Backed up against the building’s blond brick, Daley told reporters that libraries are “community anchors” that bind the city together, and he’s proud to have the Richard M. Daley library in the “great community” of West Humboldt Park near Chicago and Kedzie.
Local residents, however, weren’t always so thrilled about naming the state-of-the-art library after Chicago’s longest serving mayor.
“Because this is a mixed community, Hispanic and African American, they wanted to name it after some Hispanic leader,” Ald. Walter Burnett, (28th), who Daley called “Ald. Barnett” during the naming ceremony. “I was like, ‘Look, if we name it after [Daley] we get more resources and people donating stuff to the library. And if we need something we can always hit up his family.’ Let’s keep it real. It’s about what we can get.
“They wanted to protest about the name. I think [naming it for Daley] is only fitting. This will help us in the community. Maybe we should get something else new named after Mayor Daley over here.”
Still, plenty of local folks posed for photos with the former mayor in front of a painting in the library lobby — a portrait of Daley reading a copy of Daniel Burnham’s plan for Chicago.
Daley, who appeared with Mayor Rahm Emanuel for the first time since Emanuel’s inauguration, didn’t bite when asked if hearing the new mayor talk about the city’s inherited financial woes got under his skin.
“No. People want to blame everyone. So, it’s all part of life,” Daley said. “I don’t want to talk about it.”
Daley said what he misses most about being boss is “driving around the city and meeting people. … You really see the city as mayor … that’s what you really miss.”
Dealing with the media? Not so much.
“You took my passion where I was strong about something [and] you took my facial expressions [and showed] them on TV. You had your own [game] going.
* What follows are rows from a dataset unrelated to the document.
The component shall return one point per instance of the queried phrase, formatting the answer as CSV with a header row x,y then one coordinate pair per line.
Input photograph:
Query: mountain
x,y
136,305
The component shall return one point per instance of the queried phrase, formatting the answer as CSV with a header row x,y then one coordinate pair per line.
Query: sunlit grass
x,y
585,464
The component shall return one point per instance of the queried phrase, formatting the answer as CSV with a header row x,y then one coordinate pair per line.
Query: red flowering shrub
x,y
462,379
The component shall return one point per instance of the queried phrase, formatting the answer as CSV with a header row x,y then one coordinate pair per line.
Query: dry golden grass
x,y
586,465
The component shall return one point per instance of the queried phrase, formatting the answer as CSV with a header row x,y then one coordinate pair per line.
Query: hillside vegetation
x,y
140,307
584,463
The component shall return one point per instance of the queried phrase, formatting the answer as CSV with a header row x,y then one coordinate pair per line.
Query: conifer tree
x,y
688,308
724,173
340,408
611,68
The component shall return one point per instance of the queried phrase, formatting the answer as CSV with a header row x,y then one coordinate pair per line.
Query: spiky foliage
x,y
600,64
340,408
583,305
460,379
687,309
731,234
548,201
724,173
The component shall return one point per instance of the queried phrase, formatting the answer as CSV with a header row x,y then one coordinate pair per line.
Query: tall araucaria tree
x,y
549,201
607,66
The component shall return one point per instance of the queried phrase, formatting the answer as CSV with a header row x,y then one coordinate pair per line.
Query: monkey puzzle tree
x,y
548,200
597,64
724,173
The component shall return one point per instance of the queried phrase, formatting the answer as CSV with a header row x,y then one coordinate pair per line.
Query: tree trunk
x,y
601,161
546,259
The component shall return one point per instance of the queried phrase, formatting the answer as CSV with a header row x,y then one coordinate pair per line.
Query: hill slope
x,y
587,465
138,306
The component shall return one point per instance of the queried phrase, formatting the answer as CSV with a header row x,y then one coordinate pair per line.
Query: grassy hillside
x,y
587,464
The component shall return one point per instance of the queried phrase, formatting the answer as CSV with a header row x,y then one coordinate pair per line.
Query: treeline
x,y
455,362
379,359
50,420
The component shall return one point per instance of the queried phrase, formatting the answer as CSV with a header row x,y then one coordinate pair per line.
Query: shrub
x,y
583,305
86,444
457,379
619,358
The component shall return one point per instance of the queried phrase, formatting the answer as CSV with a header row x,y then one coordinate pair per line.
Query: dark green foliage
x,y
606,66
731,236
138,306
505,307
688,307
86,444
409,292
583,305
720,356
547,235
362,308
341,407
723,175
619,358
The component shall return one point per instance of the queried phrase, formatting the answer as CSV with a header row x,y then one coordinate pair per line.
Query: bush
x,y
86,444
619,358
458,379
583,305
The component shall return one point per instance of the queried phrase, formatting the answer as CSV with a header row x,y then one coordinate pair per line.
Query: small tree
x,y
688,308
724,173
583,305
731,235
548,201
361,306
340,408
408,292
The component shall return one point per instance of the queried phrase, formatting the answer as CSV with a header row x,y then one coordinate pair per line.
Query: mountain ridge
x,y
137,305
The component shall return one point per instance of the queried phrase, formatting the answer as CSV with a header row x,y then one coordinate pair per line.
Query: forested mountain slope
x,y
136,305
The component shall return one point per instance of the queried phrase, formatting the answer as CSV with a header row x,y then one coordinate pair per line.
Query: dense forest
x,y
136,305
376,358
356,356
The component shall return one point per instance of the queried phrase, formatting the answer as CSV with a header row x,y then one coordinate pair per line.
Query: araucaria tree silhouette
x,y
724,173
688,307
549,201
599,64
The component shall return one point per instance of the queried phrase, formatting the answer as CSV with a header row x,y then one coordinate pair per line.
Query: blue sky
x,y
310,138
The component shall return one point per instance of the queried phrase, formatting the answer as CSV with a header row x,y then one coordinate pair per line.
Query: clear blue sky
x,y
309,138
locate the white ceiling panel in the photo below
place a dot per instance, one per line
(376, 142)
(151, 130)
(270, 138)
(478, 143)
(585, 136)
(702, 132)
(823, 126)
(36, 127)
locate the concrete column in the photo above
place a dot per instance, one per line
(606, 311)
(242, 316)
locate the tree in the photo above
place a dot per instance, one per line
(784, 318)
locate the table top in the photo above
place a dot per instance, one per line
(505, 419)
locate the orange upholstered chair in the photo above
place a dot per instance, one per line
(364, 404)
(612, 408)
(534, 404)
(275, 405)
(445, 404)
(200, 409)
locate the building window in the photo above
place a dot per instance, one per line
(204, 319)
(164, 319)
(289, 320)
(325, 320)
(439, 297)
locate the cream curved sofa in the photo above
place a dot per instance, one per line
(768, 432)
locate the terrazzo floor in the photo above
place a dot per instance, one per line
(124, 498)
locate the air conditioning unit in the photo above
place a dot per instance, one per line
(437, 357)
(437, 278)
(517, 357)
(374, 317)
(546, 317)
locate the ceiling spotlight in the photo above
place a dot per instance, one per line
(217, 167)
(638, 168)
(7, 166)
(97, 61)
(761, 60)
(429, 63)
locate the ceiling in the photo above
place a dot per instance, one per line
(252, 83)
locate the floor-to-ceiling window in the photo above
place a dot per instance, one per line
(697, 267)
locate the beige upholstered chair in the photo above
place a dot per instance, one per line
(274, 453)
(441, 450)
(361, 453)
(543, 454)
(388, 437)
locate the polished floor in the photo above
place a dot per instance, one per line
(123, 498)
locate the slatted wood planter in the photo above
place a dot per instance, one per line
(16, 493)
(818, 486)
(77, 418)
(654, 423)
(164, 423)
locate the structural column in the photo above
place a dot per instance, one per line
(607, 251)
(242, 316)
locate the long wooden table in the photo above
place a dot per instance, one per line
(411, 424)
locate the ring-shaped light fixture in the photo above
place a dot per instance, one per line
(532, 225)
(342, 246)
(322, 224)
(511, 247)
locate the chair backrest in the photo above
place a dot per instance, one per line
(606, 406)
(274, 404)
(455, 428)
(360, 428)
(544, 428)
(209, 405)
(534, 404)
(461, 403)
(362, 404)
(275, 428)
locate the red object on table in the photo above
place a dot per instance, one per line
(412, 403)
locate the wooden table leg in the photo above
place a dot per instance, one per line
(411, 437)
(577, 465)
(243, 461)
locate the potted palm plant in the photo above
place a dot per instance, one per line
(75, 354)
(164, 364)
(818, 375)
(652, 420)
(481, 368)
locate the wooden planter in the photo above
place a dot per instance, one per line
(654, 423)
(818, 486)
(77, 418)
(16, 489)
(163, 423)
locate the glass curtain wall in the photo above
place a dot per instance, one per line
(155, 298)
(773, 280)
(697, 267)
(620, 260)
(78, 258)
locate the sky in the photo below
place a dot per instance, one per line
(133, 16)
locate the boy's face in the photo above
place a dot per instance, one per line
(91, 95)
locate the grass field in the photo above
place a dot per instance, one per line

I understood that,” Daley said. “I understood more things about who you talked to and who you were with going back to [when I was] the state’s attorney. Who told you what. Who laid the story.”
As for his personal life, Daley said his wife, Maggie, who has cancer and spent a week in the hospital last month, was improving.
“Maggie is feeling much better, thank you,” he said. “She’s feeling very good.”
Daley, 69, said he hasn’t had trouble filling up his schedule. “Oh, I’m busy,” he said. “Don’t worry.”
As he left the event, the former mayor took off his suit jacket and offered a ride to his former press secretary Jackie Heard, who was on hand to cut short reporters questions.
Daley climbed into the cloth, front passenger seat of a tan mini van — not quite the leather-wrapped luxury of the Lincoln Town Car he was used to as mayor. But had no complaints.
“This is alright,” Daley said before his driver pulled away from the Richard M. Daley Library parking lot. “I love vans.”